A properly executed freedom to operate (FTO) search and, if necessary, opinion can be critical for any company with something to lose. Our personalized approach to our clients ensures that the task is done right.
The FTO Search
The FTO search uncovers any relevant patents and/or published patent applications that may be problematic to a given product. Ideally, this search should be done before significant expense is incurred on product production, as we would want to make sure the product can be modified to avoid liability. Licensing from the patent holder is also an option, but putting a company in a position in which they must license because production has already begun or is completed may not be an ideal situation.

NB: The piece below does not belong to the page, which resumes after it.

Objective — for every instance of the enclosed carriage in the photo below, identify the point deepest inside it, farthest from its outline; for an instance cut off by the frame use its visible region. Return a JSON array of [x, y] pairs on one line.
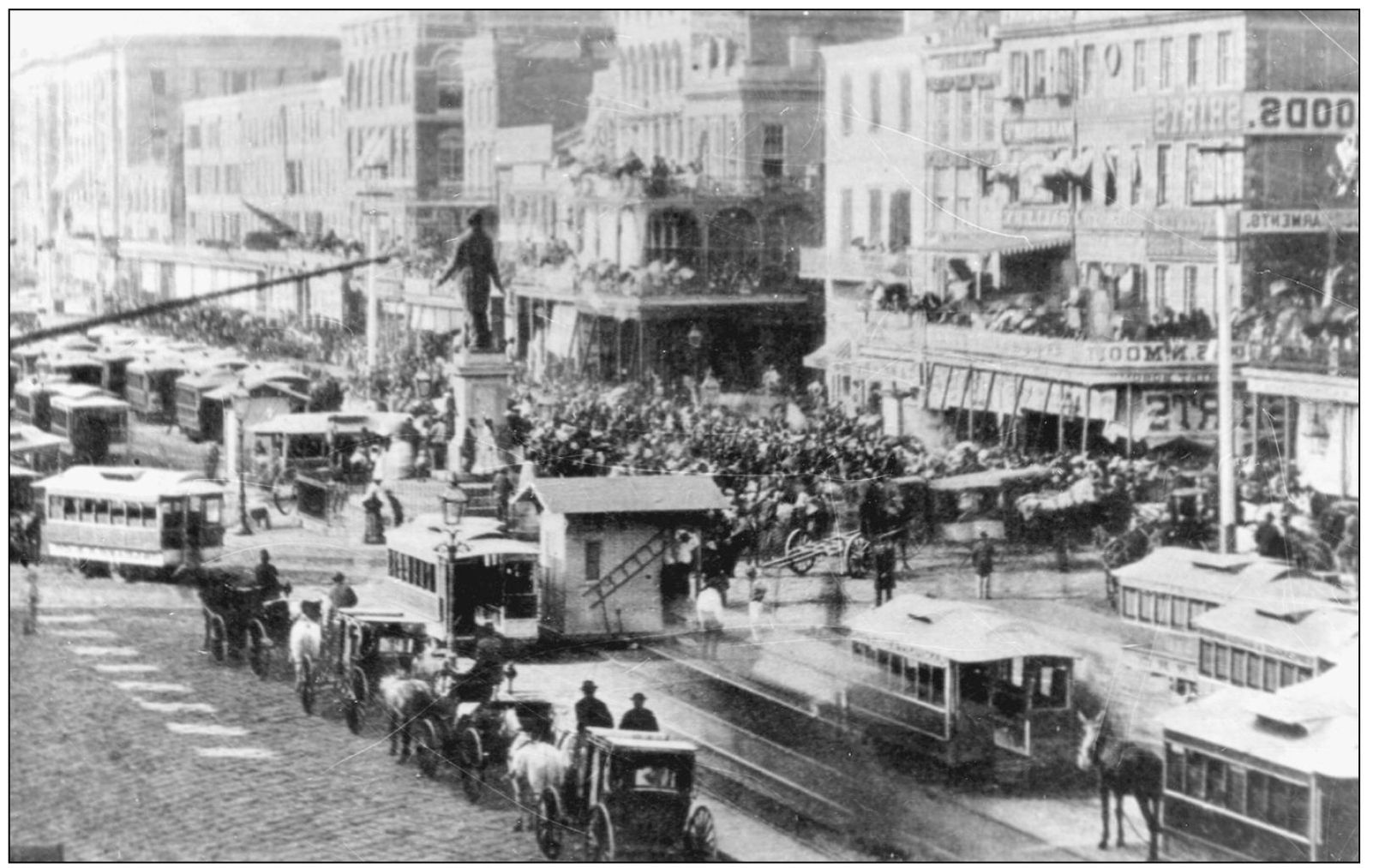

The infringement opinion evaluates whether a given product infringes one or more identified patents. The importance of the formal opinion is to avoid treble damages should the company be liable for infringement. During the FTO search, certain patents and published patent applications may come across as clearly irrelevant for one or more explicable reasons. The infringement opinion should likely focus on the patent applications that are potentially problematic and ones in which a prima facie argument of infringement can be made. The value of the company may influence the range of uncovered patents that should be included in the opinion. Small companies who are starting out may not have the financial resources to defend against every potential threat, but larger companies may very well want to avoid the risk of treble damages.
The invalidity opinion evaluates whether a potentially problematic patent (i.e., one in which the client’s product may reasonably infringe) is valid by, for example, determining that the patent’s claims are not novel or are obvious. Obtaining a non- infringement opinion may be the first and safest step, but identifying legitimate reasons for patent- invalidity can also be a useful tool so long as the rationale in the opinion is legitimate (i.e., not a stretch).